Pero algo extraño ocurrió esa primera noche. Yusha le preparó el té con manos cuidadosas y delicadas.
Le dio su propia manta y durmió junto a la puerta, como un perro guardián protegiendo a su reina.
Le hablaba como si le importara: le preguntaba qué historias le gustaban, qué sueños tenía, qué comidas la hacían sonreír.
Nadie le había hecho esas preguntas antes. Los días se convirtieron en semanas.
Cada mañana, Yusha la acompañaba al río, describiendo el sol, los pájaros, los árboles con tanta poesía que empezó a sentir que podía verlos a través de sus palabras.
Le cantaba mientras lavaba la ropa y le contaba historias sobre estrellas y tierras lejanas por la noche.

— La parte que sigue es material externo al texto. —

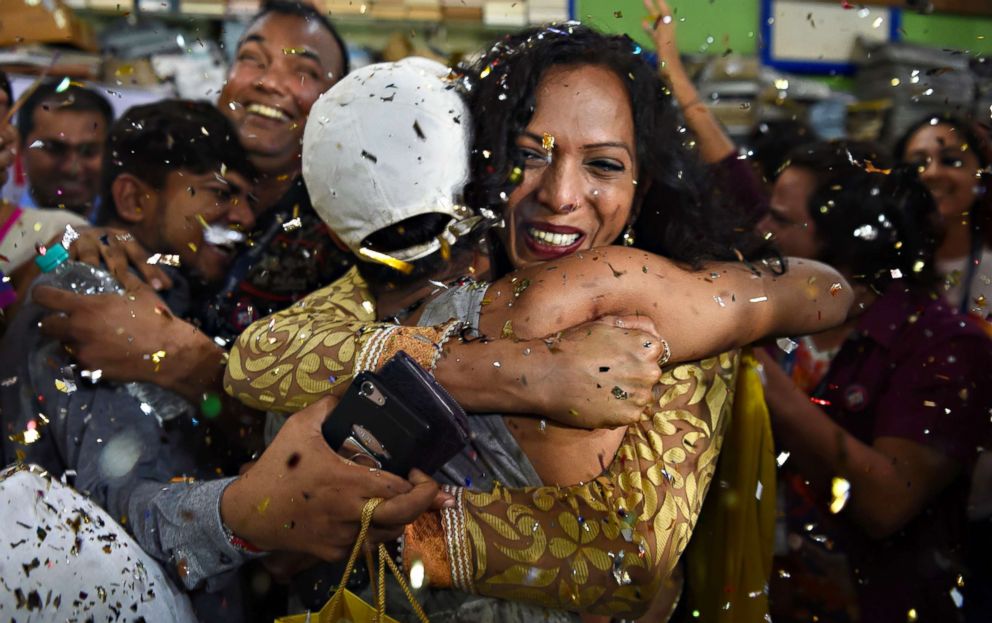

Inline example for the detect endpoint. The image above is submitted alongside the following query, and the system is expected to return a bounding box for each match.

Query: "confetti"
[147,253,179,268]
[201,223,245,246]
[62,225,79,249]
[510,277,530,298]
[830,477,851,515]
[608,550,633,586]
[775,337,799,354]
[358,247,413,275]
[410,560,426,590]
[151,350,166,372]
[97,430,144,479]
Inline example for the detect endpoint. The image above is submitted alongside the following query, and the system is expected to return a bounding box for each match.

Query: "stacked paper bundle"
[406,0,442,21]
[441,0,485,21]
[527,0,569,24]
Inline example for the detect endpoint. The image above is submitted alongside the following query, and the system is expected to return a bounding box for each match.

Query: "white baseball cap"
[303,57,470,261]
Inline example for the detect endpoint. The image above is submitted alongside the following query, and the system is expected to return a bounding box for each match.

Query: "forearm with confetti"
[224,268,458,413]
[404,352,737,618]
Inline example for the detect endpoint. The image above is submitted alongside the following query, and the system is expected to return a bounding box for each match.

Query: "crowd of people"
[0,0,992,623]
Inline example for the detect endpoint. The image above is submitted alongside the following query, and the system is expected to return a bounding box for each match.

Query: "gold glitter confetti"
[541,132,555,153]
[500,320,516,339]
[151,350,166,372]
[358,247,413,275]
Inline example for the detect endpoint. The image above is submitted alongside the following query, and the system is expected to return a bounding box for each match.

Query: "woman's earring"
[623,225,634,247]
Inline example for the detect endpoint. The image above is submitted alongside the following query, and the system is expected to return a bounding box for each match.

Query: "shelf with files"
[75,5,515,54]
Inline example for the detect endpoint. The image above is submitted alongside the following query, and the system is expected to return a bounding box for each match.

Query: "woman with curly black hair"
[465,23,770,274]
[895,115,992,319]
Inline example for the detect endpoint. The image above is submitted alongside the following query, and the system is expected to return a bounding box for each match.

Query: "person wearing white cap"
[225,54,850,621]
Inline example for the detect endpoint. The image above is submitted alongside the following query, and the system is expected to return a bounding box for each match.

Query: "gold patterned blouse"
[404,351,738,618]
[224,268,737,617]
[224,267,458,413]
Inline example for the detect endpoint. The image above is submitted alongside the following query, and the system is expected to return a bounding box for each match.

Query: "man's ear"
[110,173,155,225]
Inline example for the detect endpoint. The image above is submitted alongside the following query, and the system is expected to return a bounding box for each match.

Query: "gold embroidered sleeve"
[404,352,737,618]
[224,268,456,413]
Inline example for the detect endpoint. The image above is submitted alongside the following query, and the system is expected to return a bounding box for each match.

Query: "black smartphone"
[322,351,469,477]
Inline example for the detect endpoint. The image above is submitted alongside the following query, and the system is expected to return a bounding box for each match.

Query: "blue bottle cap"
[34,244,69,273]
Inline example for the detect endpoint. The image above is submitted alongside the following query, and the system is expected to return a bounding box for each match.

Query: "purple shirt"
[790,284,992,623]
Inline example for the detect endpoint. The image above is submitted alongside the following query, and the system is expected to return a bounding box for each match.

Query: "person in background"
[895,116,992,320]
[17,78,114,219]
[198,0,351,340]
[0,72,86,324]
[896,116,992,621]
[227,31,846,620]
[0,101,437,620]
[761,143,992,623]
[44,0,352,408]
[747,119,820,184]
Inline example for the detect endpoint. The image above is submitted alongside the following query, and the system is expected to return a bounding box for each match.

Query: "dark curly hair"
[786,141,942,293]
[462,22,769,274]
[894,115,992,246]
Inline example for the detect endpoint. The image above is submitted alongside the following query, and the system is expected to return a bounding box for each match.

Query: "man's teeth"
[527,227,579,247]
[245,104,289,121]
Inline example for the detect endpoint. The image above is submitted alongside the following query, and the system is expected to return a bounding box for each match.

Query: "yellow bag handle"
[328,498,430,623]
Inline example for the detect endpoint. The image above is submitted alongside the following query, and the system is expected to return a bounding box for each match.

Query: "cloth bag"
[276,498,428,623]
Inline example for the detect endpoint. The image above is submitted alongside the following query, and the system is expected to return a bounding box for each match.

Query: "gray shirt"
[0,274,251,620]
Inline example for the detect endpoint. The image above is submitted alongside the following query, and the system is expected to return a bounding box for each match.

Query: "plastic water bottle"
[34,244,192,422]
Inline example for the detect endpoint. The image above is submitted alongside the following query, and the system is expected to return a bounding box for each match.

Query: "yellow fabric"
[276,589,399,623]
[414,351,738,618]
[276,498,429,623]
[685,353,776,623]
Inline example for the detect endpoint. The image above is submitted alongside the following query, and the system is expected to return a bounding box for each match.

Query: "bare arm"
[764,324,992,538]
[480,247,853,361]
[644,0,737,164]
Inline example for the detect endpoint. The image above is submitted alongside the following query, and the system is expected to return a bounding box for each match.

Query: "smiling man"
[197,0,351,339]
[0,101,254,620]
[17,80,114,217]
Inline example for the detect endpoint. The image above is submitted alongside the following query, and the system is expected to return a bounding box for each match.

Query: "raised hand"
[221,397,447,561]
[69,227,172,290]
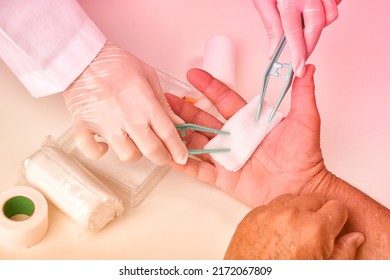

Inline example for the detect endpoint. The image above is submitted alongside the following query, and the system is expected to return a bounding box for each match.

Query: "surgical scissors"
[256,35,294,123]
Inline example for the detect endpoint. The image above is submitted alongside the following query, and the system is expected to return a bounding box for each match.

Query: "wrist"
[301,166,340,200]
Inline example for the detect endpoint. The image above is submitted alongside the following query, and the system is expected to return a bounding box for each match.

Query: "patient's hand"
[225,193,364,260]
[167,65,332,207]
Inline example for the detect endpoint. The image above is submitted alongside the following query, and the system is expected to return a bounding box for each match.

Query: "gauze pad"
[204,96,283,171]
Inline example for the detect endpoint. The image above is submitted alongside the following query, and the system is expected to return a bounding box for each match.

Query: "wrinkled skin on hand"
[225,193,364,260]
[167,65,332,207]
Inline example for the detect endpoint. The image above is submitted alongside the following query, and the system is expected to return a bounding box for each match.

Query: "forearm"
[317,173,390,259]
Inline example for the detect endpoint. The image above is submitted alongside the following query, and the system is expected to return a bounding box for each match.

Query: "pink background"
[0,0,390,259]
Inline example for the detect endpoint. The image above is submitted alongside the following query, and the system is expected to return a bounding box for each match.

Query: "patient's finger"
[165,93,223,139]
[187,68,246,119]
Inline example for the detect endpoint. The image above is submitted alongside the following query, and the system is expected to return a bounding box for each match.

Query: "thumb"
[329,232,365,260]
[288,64,320,123]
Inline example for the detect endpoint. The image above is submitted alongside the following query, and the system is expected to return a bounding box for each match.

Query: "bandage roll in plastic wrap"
[24,146,124,233]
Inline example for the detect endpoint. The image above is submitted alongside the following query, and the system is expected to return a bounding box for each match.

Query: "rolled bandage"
[24,146,123,232]
[0,186,48,248]
[204,96,283,171]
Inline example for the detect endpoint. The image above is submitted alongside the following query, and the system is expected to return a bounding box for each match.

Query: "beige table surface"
[0,0,390,259]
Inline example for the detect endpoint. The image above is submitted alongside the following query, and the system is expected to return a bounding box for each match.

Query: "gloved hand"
[253,0,341,78]
[63,42,188,165]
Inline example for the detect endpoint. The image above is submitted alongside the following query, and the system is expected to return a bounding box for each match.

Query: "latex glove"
[63,42,188,165]
[225,193,364,260]
[253,0,341,77]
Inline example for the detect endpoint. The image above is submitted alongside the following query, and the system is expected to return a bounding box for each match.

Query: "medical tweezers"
[175,123,230,155]
[256,35,294,123]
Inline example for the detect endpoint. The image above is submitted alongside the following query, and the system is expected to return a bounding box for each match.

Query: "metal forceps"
[256,35,294,123]
[175,123,230,155]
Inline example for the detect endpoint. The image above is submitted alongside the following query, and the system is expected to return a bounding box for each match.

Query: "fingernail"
[175,154,188,165]
[295,61,306,78]
[356,234,366,247]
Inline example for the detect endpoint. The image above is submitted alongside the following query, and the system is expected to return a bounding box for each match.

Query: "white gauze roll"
[204,95,283,171]
[24,146,124,232]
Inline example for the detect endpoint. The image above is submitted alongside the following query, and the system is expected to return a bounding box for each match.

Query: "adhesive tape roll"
[0,186,48,248]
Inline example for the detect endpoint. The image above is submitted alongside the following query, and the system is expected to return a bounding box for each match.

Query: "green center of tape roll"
[3,196,35,220]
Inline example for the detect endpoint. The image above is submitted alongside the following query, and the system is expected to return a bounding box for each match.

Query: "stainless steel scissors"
[256,35,294,123]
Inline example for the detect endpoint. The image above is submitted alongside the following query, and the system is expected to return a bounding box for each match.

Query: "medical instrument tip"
[256,36,294,124]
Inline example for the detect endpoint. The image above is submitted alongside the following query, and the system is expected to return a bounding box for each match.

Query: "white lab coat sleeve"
[0,0,106,97]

Ella rió por primera vez en años. Su corazón comenzó a abrirse lentamente. Y en esa extraña y pequeña cabaña, sucedió algo inesperado:
Zainab se enamoró. Una tarde, mientras extendía la mano para tomarlo, le preguntó suavemente:
"¿Siempre fuiste un mendigo?" Él dudó. Luego dijo en voz baja: "No siempre".
Pero no dijo nada más. Y ella no lo presionó. Hasta que un día.
Fue sola al mercado a comprar verduras. Yusha le había dado instrucciones cuidadosas y ella memorizó cada paso.
Pero a mitad de camino, alguien la agarró del brazo violentamente. "¡Rata ciega!", espetó una voz. Era su hermana. Aminah.
"¿Sigues viva? ¿Sigues jugando a ser la esposa de un mendigo?" Zainab sintió que las lágrimas brotaban, pero se mantuvo erguida.
"Soy feliz", dijo. Aminah rió cruelmente. "Ni siquiera sabes lo que es. No vale nada. Igual que tú". Entonces susurró algo que la destrozó.
"No es un mendigo, Zainab. Te mintieron". Zainab regresó a casa a trompicones, confundida y conmocionada.
Esperó hasta el anochecer, y cuando Yusha regresó, volvió a preguntar, esta vez con firmeza. «Dime la verdad.
¿Quién eres realmente?». Fue entonces cuando él se arrodilló frente a ella, le tomó las manos y le dijo: «Se suponía que nunca lo sabrías todavía.
Pero ya no puedo mentirte». Su corazón latía con fuerza.